Crista Cowan from Ancestry.com did a live stream today on how to start working on your genealogy. To watch that video, go here. But I’ll give you a few tips and some things I’d suggest as well.
1. Start with yourself. Go one generation at a time. And do NOT skip generations.
For this, you obviously know your own information. For your parents and generations prior to them, ask any living relative you can. The main items to note are birth dates, death dates, parent’s names, children’s names, sibling’s names, wedding dates. The more you can get on one person, the better. And the further back you can get, the better.

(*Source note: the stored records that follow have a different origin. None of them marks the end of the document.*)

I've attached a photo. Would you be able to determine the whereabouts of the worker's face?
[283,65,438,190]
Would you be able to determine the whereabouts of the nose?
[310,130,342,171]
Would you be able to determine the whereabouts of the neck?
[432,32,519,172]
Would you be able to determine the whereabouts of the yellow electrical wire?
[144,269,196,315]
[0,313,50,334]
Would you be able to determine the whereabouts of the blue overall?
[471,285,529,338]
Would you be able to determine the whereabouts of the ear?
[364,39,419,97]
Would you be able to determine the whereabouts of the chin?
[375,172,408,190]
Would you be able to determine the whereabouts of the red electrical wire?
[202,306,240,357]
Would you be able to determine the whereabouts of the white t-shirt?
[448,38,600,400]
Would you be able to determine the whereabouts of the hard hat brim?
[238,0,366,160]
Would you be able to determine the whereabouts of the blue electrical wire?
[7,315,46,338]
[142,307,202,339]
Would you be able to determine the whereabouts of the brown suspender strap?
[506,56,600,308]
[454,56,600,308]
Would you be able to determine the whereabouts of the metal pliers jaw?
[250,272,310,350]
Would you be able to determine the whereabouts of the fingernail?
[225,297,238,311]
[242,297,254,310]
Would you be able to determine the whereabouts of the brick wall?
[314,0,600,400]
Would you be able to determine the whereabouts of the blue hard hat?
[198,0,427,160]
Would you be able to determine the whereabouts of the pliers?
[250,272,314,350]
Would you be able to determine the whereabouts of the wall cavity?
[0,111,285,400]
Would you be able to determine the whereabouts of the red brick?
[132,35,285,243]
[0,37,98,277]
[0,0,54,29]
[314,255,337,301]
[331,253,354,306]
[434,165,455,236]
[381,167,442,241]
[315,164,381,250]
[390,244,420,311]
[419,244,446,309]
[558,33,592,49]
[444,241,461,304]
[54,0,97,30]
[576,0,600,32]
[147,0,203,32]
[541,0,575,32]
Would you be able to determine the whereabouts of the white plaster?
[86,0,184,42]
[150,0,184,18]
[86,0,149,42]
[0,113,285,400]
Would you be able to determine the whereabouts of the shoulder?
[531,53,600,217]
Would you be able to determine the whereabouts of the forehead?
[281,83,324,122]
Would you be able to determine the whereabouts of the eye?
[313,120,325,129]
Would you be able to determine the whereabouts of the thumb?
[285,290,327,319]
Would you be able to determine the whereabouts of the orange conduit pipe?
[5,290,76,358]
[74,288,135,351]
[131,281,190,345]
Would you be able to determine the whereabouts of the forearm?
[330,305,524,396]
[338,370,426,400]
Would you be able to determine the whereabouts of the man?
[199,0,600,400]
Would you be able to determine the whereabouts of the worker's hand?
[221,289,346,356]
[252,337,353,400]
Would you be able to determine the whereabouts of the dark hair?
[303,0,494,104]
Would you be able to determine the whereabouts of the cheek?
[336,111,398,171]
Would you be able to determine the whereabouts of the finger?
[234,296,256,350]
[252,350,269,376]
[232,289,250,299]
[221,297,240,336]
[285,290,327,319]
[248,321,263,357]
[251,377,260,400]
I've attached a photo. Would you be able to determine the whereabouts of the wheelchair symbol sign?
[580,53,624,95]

2. Write it down. Document it.
If you’re a paper and pen kind of person, you can find in several places genealogy charts to use for writing down information. For those who are tech savvy or that know you’re going to want to network or use Ancestry.com, there is a free way to set up a tree on Ancestry.com. There is also software called Family Tree Maker that will also sync to your Ancestry tree if you so choose. Either way, write down whatever information you’re being told or find.
Once you have information, then you can start searching for actual documents to verify. Ancestry has some databases that are free. Specifically, the Federal 1940 Census is free until the end of the year. (That’s also the most recent census record available to the public, so you want to try to get back at least that far with what you already know.)
3. “You don’t know what you don’t know.”
Learn anything you can. Don’t be afraid to Google wars or names or countries for more information or to just see what’s out there. There are also spots on Ancestry’s site specifically for helping you learn and locate more information in your genealogical search. (PLUG FOR MESSAGE BOARDS!! They can be a gold mine!!)
Also, play close attention to ALL of the information provided in a record. Scroll all the way across. Notice all the columns or blanks and what’s filled in and what’s not. Notice the information provided… does it match what you already have? Does it add to what you know? SOO much can be learned from looking at all the details. And don’t be afraid to go back and look again to see what you might have missed.